View generation is a process that compiles the declarative mapping provided by the user into client side Entity Sql views that will be used to query and store Entities to the database. The process runs the first time either a query or SaveChanges happens. The performance of view generation step not only depends on the size of your model but also on how interconnected the model is. If two Entities are connected via an inheritance chain or an Association, they are said to be connected. Similarly if two tables are connected via a foreign key, they are connected. As the number of connected Entities and tables in your schemas increase, the view generation cost increases.

II. Cluttered Designer Surface

When you generate an Edm model from a big database schema, the designer surface is cluttered with a lot of Entities and it would be hard to make sense of how your Entity model in total looks like. If you don’t have a good overview of the Entity Model, how are you going to customize it? If you want to experience the problem I am talking about, try to create a default model for AdventureWorks sample database and try to make sense of the Entity model that is produced.

III. Intellisense experience is not great

When you generate an Edm model from a database with say 1000 tables, you will end up with 1000 different entity sets. Imagine how your intellisense experience would be when you type “context.” in the VS code window.

IV. Cluttered CLR Namespaces

Since a model schema will have a single EDM namespace, the generated code will place the classes in a single namespace. Some users have complained that they don’t like the idea of having so many classes in a single namespace.

Possible Solutions

Unfortunately there is no out of the box solution that we can offer at this point to solve some of these problems. But there are quite a few things that mitigate some specific issues listed above. Some of these make sense in specific scenarios and should be chosen as such.

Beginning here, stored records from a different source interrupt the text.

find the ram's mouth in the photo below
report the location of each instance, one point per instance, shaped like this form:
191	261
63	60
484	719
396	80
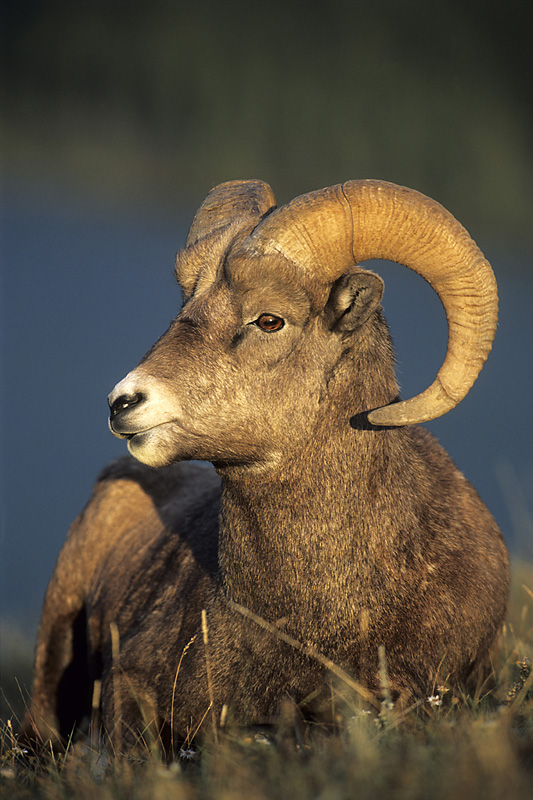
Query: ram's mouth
129	435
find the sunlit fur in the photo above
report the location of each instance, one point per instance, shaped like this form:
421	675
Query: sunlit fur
341	535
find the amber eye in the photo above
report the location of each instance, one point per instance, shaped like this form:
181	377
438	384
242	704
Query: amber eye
270	323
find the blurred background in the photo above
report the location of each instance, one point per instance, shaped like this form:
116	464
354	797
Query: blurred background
117	117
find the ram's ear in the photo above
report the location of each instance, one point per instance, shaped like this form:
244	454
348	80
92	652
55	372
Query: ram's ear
353	298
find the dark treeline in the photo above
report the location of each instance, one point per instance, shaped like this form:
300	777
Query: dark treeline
164	99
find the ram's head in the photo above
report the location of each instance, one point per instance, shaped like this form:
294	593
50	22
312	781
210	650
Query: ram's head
279	323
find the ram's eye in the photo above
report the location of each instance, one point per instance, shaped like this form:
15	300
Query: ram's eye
270	323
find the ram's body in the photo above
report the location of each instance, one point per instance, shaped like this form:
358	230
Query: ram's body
340	534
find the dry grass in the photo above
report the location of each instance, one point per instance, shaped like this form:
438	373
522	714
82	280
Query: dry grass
448	748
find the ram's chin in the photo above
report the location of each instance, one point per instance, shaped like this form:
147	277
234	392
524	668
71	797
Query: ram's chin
151	449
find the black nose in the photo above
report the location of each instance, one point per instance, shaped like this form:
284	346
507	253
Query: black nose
125	401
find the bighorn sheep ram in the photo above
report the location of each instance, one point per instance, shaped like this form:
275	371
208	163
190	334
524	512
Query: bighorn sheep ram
331	517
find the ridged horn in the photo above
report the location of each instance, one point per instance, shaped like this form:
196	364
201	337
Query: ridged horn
327	231
228	202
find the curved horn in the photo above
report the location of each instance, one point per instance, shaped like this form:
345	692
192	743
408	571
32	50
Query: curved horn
230	211
328	231
227	203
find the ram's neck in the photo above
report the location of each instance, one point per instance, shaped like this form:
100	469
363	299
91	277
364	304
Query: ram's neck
298	543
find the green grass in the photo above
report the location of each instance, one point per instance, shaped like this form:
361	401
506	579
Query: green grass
469	746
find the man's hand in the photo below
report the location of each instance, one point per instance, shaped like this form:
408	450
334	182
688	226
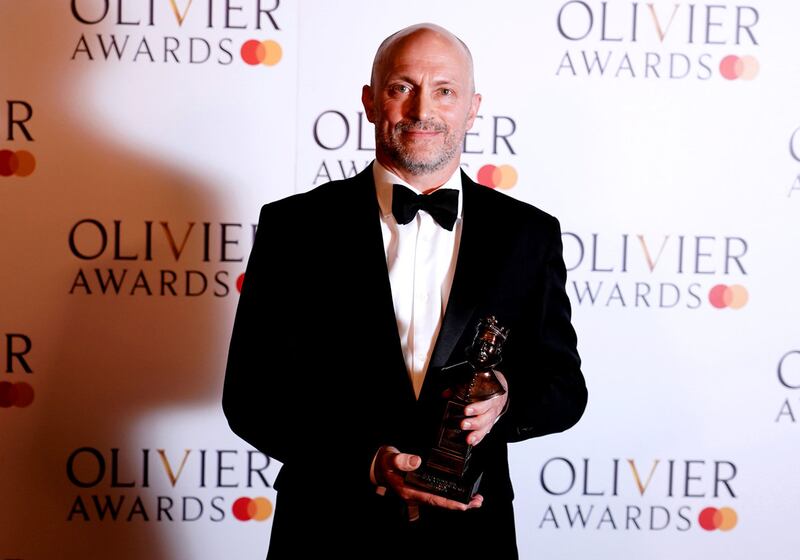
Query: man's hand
390	464
481	416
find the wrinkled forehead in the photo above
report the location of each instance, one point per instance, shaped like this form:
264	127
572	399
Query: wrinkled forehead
419	46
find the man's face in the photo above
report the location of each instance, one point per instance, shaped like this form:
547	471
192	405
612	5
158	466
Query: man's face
421	103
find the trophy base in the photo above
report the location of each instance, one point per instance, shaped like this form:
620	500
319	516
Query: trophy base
460	489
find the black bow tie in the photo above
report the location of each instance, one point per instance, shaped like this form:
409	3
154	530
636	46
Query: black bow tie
441	204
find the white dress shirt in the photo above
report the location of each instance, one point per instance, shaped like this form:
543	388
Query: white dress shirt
421	258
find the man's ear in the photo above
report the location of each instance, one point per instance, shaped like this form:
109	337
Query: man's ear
369	103
475	104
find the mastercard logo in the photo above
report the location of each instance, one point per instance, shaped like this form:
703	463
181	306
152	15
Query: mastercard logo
722	296
268	52
497	176
255	509
18	394
733	67
20	163
712	519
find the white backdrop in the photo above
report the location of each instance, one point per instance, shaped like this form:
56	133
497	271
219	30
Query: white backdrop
137	146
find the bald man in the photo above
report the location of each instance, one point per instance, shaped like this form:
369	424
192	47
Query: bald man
360	292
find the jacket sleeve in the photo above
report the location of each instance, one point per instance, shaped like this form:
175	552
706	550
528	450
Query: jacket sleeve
547	391
258	384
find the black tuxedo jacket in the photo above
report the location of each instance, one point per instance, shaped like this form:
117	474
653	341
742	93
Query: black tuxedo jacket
316	376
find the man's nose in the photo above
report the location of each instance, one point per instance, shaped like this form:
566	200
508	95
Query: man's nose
420	106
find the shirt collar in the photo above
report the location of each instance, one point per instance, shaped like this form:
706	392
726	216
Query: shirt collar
385	179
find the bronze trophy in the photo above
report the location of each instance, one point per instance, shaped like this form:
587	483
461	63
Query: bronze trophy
446	471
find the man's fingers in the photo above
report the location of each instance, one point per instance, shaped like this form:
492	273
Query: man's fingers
413	495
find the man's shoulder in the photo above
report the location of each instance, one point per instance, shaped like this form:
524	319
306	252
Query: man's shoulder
509	209
320	199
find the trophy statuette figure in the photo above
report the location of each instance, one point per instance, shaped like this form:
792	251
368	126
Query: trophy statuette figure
446	471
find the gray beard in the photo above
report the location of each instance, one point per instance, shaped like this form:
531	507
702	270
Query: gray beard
406	160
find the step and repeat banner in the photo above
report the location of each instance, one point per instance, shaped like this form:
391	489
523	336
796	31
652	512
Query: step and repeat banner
139	138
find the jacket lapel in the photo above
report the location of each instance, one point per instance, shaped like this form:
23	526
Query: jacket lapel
366	239
474	256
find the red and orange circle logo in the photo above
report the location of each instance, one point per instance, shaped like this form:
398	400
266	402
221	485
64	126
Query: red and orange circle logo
268	52
733	67
255	509
18	394
20	163
497	176
723	519
722	296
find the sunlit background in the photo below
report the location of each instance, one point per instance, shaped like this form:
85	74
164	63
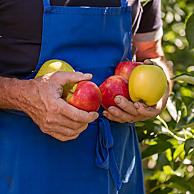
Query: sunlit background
167	142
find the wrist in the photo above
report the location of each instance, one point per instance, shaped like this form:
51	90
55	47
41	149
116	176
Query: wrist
13	93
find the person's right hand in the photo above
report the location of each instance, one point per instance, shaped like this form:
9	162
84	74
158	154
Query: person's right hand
41	100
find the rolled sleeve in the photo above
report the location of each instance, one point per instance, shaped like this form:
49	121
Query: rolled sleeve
149	36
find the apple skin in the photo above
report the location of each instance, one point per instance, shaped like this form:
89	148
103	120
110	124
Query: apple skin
111	87
125	68
53	65
85	95
147	83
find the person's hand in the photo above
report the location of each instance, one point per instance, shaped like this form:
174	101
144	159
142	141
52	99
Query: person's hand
41	100
132	112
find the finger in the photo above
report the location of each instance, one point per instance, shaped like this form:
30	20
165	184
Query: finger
145	110
112	118
64	78
76	114
116	112
62	120
61	137
59	129
83	128
126	105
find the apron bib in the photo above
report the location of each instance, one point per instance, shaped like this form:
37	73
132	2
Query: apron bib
105	158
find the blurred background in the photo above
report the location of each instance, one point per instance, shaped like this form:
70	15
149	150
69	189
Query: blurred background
167	142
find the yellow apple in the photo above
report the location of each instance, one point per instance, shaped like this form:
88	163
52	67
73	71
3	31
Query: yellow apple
147	83
56	65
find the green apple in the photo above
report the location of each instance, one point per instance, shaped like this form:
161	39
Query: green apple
56	65
147	83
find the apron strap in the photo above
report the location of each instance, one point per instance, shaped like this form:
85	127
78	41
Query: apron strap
124	3
104	151
46	3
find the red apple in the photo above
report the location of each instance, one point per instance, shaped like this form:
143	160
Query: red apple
125	68
111	87
85	96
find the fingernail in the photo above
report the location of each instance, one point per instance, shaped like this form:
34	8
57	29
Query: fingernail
105	113
88	75
137	106
117	100
96	115
111	109
145	106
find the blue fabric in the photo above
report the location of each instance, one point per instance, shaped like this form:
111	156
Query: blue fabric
105	158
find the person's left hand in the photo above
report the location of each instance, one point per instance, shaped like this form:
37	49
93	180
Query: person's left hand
132	112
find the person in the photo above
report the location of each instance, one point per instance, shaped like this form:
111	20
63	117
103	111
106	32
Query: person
48	146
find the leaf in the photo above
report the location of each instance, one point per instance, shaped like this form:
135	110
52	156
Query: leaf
185	77
162	161
189	144
180	183
189	31
158	148
171	107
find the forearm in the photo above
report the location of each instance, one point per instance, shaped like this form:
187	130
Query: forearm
154	51
11	90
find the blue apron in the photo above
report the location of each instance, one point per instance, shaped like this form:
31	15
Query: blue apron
105	158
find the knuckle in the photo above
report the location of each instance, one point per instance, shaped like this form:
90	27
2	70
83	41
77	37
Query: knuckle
75	137
76	116
70	133
54	107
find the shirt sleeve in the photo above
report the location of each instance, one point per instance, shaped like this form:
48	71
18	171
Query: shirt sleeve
150	27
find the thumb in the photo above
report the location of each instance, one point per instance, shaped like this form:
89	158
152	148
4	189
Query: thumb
63	78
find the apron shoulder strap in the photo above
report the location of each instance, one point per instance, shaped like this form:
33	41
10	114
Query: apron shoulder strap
46	3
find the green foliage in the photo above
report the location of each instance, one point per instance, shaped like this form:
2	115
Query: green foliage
190	30
167	141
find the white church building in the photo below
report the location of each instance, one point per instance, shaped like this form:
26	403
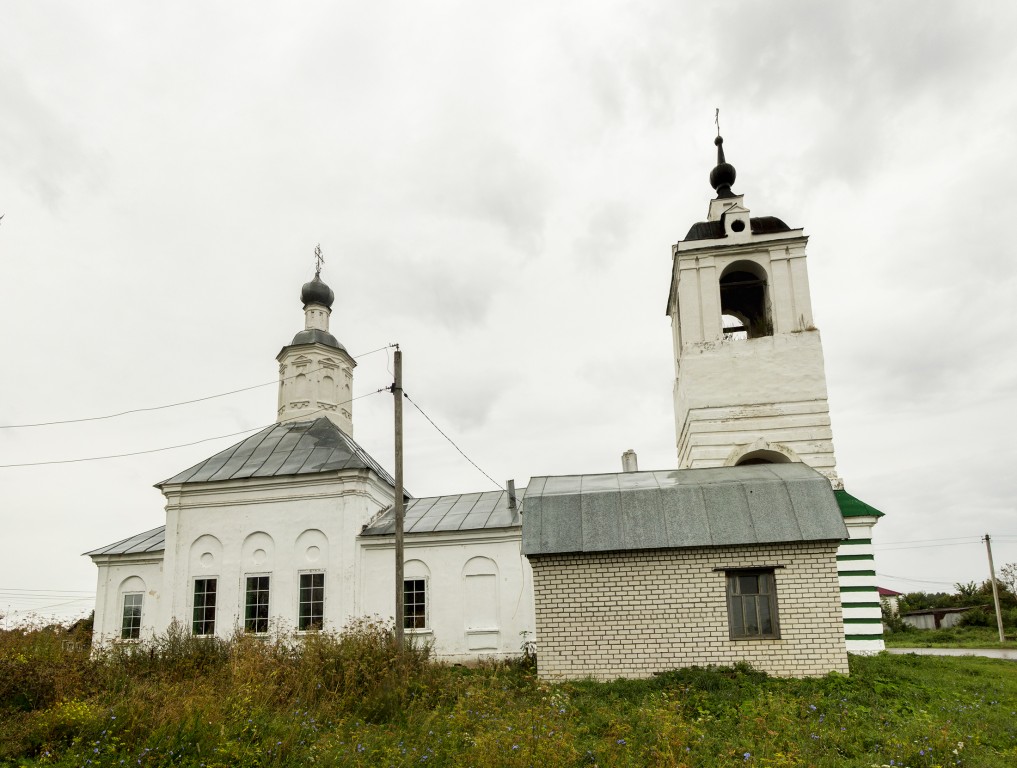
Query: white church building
750	548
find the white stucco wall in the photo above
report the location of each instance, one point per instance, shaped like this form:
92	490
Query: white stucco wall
479	589
119	575
730	394
280	527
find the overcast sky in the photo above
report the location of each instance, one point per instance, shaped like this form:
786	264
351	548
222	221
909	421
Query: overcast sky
496	187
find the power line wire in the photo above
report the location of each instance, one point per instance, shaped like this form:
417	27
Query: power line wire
172	405
496	483
916	581
182	445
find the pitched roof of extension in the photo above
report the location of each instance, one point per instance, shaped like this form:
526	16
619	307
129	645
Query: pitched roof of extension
748	505
150	541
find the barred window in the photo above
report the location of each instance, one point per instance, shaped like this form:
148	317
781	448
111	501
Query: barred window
752	604
256	604
130	628
311	611
203	616
414	604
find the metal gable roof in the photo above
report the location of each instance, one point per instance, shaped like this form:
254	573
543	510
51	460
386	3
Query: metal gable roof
296	448
728	506
150	541
464	512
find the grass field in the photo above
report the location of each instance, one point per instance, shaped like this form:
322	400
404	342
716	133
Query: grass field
355	700
955	637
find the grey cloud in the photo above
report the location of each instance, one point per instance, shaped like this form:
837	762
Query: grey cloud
37	145
606	235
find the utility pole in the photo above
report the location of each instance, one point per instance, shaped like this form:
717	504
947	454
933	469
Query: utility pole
397	391
996	590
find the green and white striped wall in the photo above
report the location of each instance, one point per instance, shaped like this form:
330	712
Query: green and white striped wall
856	569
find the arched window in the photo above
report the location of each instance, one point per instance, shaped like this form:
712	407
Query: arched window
743	303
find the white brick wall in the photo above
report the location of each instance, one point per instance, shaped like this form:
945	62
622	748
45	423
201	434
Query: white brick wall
630	614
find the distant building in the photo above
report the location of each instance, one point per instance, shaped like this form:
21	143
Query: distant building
751	550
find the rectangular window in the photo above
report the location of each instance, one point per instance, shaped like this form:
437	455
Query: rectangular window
414	604
256	604
752	604
311	613
203	617
130	628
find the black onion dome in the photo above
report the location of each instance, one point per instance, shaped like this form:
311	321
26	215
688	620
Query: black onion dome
316	292
722	176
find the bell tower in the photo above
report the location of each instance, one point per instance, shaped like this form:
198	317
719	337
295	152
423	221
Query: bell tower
750	385
315	371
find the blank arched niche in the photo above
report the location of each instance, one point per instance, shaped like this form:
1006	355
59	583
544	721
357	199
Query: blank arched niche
763	457
481	611
761	452
744	303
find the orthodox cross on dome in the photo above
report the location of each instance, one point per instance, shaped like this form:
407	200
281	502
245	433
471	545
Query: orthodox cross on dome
318	260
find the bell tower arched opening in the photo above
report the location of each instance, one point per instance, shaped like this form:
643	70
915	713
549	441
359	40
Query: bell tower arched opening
744	304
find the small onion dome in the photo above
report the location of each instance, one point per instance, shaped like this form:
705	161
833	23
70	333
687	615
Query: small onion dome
316	292
722	176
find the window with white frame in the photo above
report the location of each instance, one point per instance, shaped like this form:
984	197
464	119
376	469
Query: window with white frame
414	604
203	614
310	613
256	603
130	626
752	604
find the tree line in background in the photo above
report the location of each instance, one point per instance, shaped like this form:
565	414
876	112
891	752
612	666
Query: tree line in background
971	594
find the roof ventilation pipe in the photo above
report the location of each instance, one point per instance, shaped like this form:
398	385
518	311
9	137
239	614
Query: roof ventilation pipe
629	461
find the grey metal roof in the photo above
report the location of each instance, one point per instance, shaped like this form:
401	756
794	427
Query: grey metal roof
150	541
749	505
466	512
295	448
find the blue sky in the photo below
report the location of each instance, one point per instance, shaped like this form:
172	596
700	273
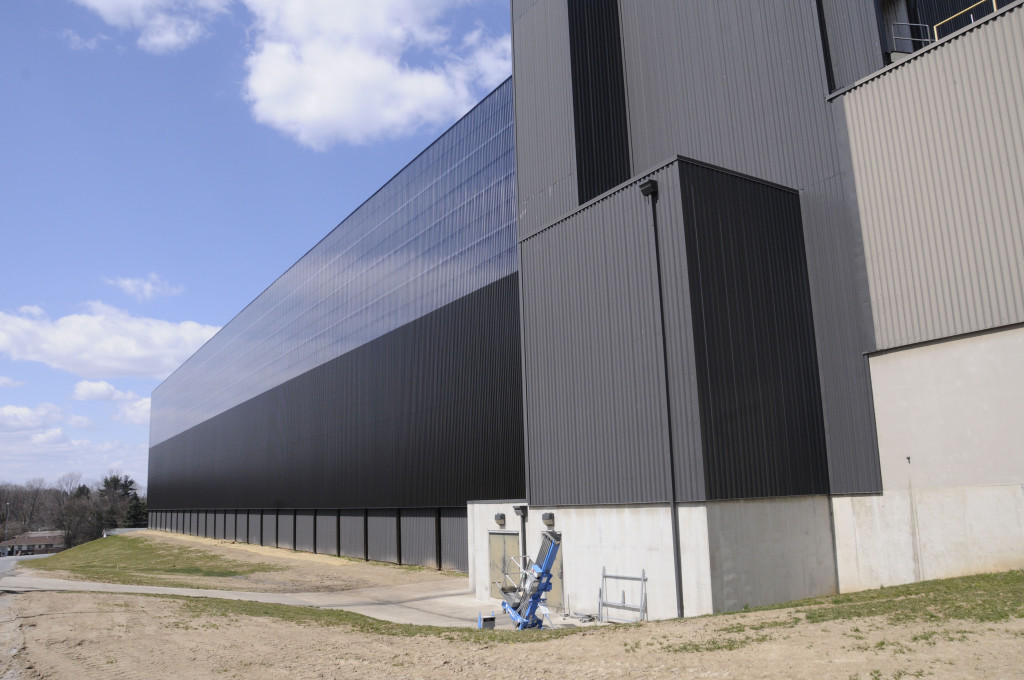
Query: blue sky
163	161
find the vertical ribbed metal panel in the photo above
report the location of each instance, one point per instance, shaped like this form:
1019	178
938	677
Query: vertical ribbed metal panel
352	528
754	337
382	536
286	528
455	540
255	524
544	123
230	525
327	532
305	530
419	537
854	39
602	143
593	357
938	156
270	527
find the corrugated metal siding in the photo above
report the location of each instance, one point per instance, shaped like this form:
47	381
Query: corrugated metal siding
455	540
854	38
327	532
422	416
938	155
419	538
754	337
305	530
286	528
255	526
382	536
544	123
598	97
352	527
270	527
230	525
593	357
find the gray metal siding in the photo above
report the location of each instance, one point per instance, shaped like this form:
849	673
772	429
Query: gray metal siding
255	524
270	527
419	538
327	532
854	39
352	533
286	528
382	536
544	123
455	540
305	530
938	157
593	359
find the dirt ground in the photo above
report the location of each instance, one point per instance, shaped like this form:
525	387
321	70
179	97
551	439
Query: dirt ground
302	572
86	636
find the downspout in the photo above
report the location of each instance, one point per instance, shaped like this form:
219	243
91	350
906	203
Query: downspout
649	189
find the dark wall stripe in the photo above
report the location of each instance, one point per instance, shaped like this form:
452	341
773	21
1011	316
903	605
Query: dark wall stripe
429	415
598	96
760	397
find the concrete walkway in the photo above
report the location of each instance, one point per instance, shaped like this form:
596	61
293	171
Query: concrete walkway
448	602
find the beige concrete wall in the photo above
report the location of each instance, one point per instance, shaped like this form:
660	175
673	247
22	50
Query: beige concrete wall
955	410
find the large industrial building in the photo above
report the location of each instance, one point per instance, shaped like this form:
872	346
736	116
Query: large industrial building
739	305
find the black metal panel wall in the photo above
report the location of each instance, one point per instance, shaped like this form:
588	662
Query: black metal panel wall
255	526
455	540
382	536
305	530
602	147
419	537
754	338
423	416
286	528
353	536
270	527
327	532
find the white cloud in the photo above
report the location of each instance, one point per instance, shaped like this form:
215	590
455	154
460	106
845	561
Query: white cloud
99	390
15	419
144	289
77	42
327	72
164	26
135	412
81	422
103	341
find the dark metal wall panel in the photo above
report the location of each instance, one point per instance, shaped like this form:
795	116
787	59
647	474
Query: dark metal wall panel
939	185
442	227
423	416
602	145
419	538
255	526
327	532
382	536
854	38
352	528
305	530
270	527
754	338
544	122
230	525
286	528
593	357
455	540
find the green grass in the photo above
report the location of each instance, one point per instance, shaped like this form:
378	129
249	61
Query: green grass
139	561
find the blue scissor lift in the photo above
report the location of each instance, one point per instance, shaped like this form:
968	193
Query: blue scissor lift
525	598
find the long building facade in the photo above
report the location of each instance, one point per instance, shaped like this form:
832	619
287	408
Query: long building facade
739	306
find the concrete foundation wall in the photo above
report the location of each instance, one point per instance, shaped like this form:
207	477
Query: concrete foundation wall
770	550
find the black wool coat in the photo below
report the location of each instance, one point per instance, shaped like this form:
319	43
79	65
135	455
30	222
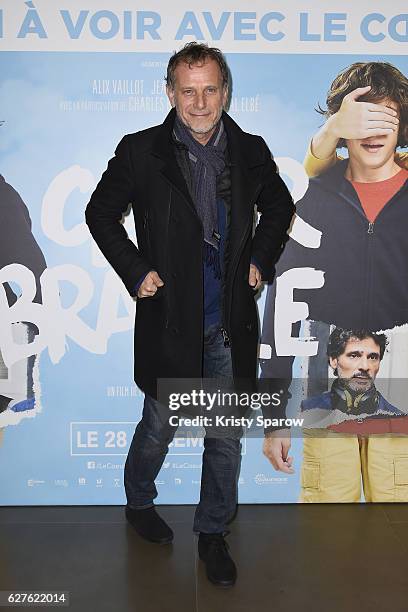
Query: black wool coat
168	339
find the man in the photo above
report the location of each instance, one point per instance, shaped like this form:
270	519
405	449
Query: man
359	205
193	182
339	448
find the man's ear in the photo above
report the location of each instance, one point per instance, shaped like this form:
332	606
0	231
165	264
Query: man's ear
170	95
225	96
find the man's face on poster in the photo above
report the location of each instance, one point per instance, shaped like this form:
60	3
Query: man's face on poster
375	151
358	365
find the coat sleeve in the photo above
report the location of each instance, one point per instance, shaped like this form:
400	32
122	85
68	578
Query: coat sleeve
103	215
276	209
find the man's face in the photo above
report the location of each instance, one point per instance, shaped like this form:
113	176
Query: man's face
376	151
199	97
359	363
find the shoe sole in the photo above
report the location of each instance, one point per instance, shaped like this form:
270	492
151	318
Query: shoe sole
160	542
222	585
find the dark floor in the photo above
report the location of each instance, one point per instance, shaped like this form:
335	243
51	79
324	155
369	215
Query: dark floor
289	557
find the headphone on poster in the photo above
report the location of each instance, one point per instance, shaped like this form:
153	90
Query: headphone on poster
354	401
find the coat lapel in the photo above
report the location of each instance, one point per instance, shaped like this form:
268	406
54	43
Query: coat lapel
164	152
245	161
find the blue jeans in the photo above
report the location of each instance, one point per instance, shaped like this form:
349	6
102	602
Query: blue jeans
221	456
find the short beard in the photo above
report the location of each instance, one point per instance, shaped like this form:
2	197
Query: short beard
204	130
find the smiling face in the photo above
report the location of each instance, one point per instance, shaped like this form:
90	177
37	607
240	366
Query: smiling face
199	97
359	363
373	153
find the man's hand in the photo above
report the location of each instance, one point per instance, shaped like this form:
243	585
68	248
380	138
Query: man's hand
255	277
354	120
276	447
150	284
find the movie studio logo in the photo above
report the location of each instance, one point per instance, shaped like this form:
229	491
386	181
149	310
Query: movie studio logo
189	444
262	479
61	482
93	465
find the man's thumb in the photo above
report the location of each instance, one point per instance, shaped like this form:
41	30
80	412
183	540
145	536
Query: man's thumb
156	279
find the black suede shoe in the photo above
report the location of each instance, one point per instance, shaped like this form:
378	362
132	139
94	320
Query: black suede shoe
213	550
149	525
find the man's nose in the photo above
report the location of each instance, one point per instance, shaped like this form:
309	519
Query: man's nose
364	364
200	100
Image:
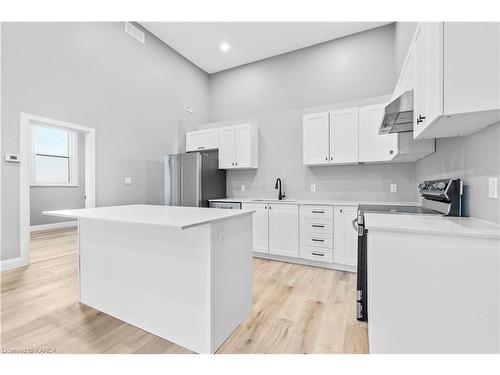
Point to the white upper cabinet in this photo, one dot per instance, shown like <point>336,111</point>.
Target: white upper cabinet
<point>316,139</point>
<point>457,78</point>
<point>344,136</point>
<point>374,147</point>
<point>202,140</point>
<point>238,146</point>
<point>227,141</point>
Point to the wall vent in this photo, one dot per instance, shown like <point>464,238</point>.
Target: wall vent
<point>134,32</point>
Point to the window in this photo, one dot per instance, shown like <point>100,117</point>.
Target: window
<point>54,156</point>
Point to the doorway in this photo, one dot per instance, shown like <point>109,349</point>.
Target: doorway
<point>28,122</point>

I. Compile time view generation

Because view generation is a significant part of the overall cost of executing a single query, the Entity Framework enables you to pre-generate these views and include them in the compiled project. The cost is especially significant in big interconnected models as described in the problem definition. So you should definitely pre-generate views for large models. But the prescriptive guidance from EF team is to pre-generate views for all EF applications. You can read more about the process of pre-generating views here.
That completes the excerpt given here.